Enhancing through-plane thermal conductivity of epoxy-based composites via surface treatment of boron nitride cured with a flame retardant phosphazene-based curing agent

With rapid advances in electronic technology, efficient thermal dissipation and fire-retardant properties are being considered. However, the introduction of fire retardants degrades the thermal and mechanical properties because of the presence of many interfaces. In this study, we prepared a hexachlorocyclotriphosphazene-vanillin (PPNV)-NH2 curing agent via the Schiff base reaction to address these challenges. Boron nitride (BN) can be used for enhancing the thermal conductivity of composites, but shows poor dispersion in polymers. We treated the surface of BN with a mixture of thionyl chloride and chloroform, and furoic acid was subsequently attached to the BN surface to enhance the compatibility between the matrix and filler. A bisphenol A diglycidyl ether (DGEBA)/PPNV-NH2/F-BN composite with 50 wt% filler content was prepared and showed a through-plane thermal conductivity of 2.54 W/m center dot K and a tensile strength of 141 MPa.
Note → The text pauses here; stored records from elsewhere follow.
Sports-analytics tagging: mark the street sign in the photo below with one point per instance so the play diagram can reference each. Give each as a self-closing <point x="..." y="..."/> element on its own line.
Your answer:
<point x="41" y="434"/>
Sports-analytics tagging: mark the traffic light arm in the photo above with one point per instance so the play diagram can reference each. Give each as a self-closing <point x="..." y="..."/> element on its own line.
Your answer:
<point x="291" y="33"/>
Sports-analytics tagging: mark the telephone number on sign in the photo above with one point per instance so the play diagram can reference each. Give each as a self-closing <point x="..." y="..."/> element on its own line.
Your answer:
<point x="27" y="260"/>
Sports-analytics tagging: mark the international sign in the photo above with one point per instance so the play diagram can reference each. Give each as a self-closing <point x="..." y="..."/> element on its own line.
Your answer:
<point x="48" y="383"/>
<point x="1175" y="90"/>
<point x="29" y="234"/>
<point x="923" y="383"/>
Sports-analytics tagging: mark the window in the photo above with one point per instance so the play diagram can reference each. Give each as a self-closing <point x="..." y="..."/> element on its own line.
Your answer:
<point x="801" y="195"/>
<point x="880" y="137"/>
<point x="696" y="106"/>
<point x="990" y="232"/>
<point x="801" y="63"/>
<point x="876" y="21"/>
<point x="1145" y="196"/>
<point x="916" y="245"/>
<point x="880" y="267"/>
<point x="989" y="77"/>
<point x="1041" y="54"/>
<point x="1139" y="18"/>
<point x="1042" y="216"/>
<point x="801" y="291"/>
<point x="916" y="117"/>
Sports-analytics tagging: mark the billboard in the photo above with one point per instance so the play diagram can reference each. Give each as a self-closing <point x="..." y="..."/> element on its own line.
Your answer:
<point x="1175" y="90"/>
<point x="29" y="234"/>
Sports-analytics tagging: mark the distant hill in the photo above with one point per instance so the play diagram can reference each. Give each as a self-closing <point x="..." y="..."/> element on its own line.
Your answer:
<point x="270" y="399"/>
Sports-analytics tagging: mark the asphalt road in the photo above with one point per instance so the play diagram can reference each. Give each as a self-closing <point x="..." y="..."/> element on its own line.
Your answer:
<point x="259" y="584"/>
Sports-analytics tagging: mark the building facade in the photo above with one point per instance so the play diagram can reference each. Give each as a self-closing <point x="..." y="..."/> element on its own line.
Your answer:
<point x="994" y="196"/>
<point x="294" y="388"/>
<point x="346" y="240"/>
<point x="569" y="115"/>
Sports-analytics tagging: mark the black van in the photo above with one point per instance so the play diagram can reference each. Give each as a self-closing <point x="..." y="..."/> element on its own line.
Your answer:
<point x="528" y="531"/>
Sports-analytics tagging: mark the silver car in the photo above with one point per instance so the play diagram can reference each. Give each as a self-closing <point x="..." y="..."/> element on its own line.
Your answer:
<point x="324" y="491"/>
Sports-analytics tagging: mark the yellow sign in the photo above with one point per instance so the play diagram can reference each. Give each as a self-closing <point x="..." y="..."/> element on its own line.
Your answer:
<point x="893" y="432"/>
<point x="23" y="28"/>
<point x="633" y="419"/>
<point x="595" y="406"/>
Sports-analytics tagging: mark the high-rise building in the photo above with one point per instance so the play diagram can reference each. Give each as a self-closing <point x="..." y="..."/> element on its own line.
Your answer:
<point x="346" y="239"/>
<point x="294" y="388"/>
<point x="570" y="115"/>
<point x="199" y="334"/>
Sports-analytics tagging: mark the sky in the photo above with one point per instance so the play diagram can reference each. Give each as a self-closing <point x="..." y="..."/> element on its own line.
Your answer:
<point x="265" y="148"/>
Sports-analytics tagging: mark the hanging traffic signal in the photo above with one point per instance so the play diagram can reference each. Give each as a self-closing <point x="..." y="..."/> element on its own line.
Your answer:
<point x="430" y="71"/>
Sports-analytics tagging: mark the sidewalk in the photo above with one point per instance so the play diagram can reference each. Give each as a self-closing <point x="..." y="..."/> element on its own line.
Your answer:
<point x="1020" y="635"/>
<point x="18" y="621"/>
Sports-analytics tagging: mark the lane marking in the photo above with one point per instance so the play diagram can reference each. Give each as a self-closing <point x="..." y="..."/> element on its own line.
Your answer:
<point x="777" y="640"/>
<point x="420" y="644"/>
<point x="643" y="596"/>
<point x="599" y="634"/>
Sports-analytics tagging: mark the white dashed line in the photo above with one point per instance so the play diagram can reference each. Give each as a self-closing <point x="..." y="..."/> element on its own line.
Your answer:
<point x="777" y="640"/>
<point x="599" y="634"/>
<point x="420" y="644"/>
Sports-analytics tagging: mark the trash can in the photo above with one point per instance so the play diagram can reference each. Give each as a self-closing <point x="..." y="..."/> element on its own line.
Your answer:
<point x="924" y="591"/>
The prepared composite has good flame retardancy, which renders it suitable for thermal management applications.

Automated summary

In this study, a hexachlorocyclotriphosphazene-vanillin (PPNV)-NH2 curing agent was prepared via the Schiff base reaction to address the need for efficient thermal dissipation and fire retardant properties in electronic technology. The surface of boron nitride (BN) was treated to improve its dispersion in polymers and enhance thermal conductivity. A composite material with good flame retardancy and thermal conductivity was successfully prepared by incorporating the modified BN.